General PR Tip #4: Live and die by your website contents (or lack thereof).
In today's electronic age, especially with high-tech companies trying to sell products and services, it AMAZZZZES me to see firms that don't organize and update their websites on a disciplined basis. Especially when it comes to communicating with press people.
When writers, customers, John Q. Public comes calling looking for more information about your company in general, they go to your website. Not to some third-party website that has your press releases archived.
Every website should have a section for the press. The section should have at least two parts: An archive of up-to-the-minute press releases and a "PR contact listing."

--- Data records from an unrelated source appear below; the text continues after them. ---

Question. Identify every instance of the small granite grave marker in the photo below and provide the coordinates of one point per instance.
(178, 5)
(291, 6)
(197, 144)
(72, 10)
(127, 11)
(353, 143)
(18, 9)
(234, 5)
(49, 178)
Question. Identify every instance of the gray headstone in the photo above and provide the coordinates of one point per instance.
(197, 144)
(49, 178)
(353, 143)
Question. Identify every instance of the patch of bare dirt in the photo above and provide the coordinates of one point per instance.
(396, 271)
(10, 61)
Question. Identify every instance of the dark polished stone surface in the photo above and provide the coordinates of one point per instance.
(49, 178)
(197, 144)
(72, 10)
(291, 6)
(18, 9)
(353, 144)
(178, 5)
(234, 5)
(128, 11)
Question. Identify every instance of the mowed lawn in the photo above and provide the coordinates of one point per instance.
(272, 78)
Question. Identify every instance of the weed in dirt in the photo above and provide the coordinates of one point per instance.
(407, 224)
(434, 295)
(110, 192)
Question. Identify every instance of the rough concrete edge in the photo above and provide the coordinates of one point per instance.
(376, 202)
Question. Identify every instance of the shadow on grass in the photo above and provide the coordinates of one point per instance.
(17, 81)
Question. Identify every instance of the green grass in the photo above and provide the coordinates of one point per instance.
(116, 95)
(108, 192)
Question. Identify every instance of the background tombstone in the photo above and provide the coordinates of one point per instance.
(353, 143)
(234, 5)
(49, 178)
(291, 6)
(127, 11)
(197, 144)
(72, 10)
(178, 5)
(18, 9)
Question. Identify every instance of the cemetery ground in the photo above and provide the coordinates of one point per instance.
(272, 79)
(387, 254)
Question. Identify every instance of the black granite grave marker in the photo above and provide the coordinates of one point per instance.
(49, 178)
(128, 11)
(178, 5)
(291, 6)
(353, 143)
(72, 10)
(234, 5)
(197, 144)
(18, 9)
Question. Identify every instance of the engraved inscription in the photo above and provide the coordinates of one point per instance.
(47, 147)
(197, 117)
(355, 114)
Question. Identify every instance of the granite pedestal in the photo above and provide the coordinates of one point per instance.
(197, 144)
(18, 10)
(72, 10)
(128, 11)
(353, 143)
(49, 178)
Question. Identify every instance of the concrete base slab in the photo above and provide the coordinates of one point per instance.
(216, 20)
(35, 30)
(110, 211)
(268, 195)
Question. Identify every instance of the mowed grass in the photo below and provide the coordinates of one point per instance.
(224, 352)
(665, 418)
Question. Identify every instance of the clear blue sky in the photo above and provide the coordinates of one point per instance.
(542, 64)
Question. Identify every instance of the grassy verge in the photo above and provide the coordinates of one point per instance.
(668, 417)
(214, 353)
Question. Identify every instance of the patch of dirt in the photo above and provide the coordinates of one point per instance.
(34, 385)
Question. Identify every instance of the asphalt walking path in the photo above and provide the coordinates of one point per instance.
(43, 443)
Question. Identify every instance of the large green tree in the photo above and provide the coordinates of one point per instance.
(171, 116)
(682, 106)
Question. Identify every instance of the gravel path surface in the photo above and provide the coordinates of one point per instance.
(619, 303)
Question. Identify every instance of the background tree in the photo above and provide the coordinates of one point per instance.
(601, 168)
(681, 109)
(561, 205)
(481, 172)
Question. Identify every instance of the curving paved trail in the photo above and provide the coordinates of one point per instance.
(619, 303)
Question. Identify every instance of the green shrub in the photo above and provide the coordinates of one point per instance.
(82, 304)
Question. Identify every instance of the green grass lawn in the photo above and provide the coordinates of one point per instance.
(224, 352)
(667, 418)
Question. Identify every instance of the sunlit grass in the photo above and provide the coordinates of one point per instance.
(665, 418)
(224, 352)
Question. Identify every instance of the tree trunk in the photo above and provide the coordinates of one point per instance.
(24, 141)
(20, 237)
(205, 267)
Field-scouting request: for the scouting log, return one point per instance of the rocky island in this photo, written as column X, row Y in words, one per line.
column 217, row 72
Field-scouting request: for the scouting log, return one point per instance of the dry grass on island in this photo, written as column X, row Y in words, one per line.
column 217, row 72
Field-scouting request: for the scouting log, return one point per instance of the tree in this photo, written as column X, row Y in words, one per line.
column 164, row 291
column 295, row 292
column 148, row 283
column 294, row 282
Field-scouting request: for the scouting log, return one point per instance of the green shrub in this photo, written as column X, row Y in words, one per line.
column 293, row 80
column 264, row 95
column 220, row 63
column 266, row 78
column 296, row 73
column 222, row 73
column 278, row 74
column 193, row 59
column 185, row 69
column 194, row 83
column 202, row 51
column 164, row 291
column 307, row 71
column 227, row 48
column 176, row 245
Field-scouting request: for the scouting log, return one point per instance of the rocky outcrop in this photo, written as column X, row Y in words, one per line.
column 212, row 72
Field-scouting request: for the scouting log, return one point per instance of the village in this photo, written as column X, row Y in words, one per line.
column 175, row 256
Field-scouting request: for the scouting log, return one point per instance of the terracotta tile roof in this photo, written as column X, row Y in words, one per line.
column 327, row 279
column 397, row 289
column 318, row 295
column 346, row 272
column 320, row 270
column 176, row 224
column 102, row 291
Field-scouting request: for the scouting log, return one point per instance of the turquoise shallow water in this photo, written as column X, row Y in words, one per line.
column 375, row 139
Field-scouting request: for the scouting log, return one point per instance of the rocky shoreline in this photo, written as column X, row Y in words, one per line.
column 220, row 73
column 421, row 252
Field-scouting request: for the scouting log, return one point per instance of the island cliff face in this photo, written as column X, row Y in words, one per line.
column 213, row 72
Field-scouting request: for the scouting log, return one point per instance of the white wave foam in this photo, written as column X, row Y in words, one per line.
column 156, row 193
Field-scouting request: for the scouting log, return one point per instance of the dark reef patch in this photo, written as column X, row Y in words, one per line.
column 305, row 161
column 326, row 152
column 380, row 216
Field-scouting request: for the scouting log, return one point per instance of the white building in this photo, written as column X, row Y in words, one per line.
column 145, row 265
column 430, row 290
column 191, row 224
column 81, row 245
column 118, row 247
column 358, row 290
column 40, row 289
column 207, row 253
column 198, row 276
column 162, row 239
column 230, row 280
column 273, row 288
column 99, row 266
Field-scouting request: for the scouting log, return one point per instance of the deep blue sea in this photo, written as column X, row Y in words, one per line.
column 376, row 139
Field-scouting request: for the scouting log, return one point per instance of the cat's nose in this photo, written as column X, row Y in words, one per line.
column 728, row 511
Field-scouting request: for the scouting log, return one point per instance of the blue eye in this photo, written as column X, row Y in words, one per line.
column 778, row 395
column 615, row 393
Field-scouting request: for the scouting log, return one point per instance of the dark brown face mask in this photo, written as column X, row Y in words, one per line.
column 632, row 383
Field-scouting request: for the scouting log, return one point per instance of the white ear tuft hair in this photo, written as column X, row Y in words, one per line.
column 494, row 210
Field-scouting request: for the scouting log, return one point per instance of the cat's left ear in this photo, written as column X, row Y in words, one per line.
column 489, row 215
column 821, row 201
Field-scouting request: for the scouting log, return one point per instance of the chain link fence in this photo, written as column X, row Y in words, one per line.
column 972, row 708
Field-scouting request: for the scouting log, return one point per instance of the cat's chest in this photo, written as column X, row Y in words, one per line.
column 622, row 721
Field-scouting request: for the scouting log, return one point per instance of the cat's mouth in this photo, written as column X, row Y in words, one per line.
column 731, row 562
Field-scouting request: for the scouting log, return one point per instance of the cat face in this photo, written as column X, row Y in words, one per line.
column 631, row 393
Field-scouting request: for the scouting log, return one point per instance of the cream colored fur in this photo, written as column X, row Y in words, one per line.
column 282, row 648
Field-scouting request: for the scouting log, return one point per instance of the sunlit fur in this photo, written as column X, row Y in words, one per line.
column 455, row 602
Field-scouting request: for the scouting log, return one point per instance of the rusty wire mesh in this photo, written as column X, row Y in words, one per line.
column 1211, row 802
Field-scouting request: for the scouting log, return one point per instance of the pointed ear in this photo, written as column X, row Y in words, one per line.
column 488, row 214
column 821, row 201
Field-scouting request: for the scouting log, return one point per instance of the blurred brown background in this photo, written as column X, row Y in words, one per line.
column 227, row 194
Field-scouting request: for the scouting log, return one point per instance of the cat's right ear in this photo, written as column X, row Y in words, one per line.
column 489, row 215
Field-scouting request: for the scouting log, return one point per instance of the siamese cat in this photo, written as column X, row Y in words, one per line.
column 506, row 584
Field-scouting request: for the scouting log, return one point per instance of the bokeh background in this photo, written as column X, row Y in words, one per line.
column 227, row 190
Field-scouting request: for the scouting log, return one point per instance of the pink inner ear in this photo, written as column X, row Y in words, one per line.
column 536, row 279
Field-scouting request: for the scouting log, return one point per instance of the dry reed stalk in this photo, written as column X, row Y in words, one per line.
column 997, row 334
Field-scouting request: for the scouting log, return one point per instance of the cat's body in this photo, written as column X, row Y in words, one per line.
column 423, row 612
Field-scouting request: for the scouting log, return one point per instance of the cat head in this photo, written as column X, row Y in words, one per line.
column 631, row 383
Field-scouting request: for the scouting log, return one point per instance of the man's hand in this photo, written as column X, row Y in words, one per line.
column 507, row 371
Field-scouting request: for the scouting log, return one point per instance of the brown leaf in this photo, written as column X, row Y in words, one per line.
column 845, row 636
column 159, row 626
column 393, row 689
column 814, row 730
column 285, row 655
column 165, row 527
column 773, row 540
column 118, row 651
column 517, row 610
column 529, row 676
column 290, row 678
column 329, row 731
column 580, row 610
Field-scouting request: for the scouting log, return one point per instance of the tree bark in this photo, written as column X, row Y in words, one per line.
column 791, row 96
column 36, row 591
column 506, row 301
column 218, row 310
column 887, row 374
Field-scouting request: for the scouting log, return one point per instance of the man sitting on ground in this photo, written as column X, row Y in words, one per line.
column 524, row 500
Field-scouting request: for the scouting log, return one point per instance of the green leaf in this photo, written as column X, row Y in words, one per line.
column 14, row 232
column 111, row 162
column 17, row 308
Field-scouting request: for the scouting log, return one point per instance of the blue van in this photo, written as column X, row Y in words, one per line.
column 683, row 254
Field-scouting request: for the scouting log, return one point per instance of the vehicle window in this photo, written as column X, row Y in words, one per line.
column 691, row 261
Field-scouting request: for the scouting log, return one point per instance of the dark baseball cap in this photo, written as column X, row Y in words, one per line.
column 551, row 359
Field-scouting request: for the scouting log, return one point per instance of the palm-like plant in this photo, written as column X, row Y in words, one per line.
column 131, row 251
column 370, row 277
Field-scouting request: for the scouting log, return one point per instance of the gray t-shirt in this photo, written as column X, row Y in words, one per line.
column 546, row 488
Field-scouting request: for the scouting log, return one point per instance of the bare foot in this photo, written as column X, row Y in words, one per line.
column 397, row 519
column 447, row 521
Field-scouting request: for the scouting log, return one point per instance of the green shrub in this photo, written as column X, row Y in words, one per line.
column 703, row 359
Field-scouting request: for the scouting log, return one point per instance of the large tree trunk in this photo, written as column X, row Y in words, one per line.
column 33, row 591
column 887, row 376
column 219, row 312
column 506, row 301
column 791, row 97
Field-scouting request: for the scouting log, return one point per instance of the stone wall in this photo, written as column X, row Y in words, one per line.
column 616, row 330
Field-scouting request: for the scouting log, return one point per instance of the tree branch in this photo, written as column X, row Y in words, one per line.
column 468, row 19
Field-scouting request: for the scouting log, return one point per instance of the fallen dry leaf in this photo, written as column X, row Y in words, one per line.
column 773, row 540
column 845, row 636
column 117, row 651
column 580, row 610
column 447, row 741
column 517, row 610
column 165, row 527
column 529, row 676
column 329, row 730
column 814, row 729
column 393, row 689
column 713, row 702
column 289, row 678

More ambitious types can/should throw in a one-page fact sheet on the company with a summary of key bits like number of employees, yearly revenues, public/private, and any other concise factoids that make great bits to drop into the story. Some companies go so far as to throw in reprints of stories around the web; I'm not a fan of it, myself.
But it baffles me, simply BAFFLES me how some companies can go to all the trouble of hiring a PR firm to pimp their press releases, send out a press release on a newswire, and yet not get that same press release on the website on the same day. Sometimes it takes SEVERAL days for these folks to get the press release (which, oh, by the way, should have been in marketing/PR's hands before it went out for general release) on the website.
People visit your website on a daily basis. Google and other search engines visit your website on a regular basis to build indexes. If the press release isn't on your website, the key words in it don't get indexed into Google, so your competitor ends up above you on the next Google search. Why do you want that to happen? (see my rant on .DOC, PDF, and Java popups).
You don't need an elaborate routine of PDF creation and web baloney to put up a simple press release -- you just need someone to copy text into a template, post a website link, and update the website. On Microsoft FrontPage 2003, that's about oh, under 3 minutes. If it's taking longer than that, you need to fire somebody, because your competitors are managing to do it in under 3 minutes or less.
Summary
Have a dedicated section on your website for the press.
Update your website IMMEDIATELY with newly issued press releases.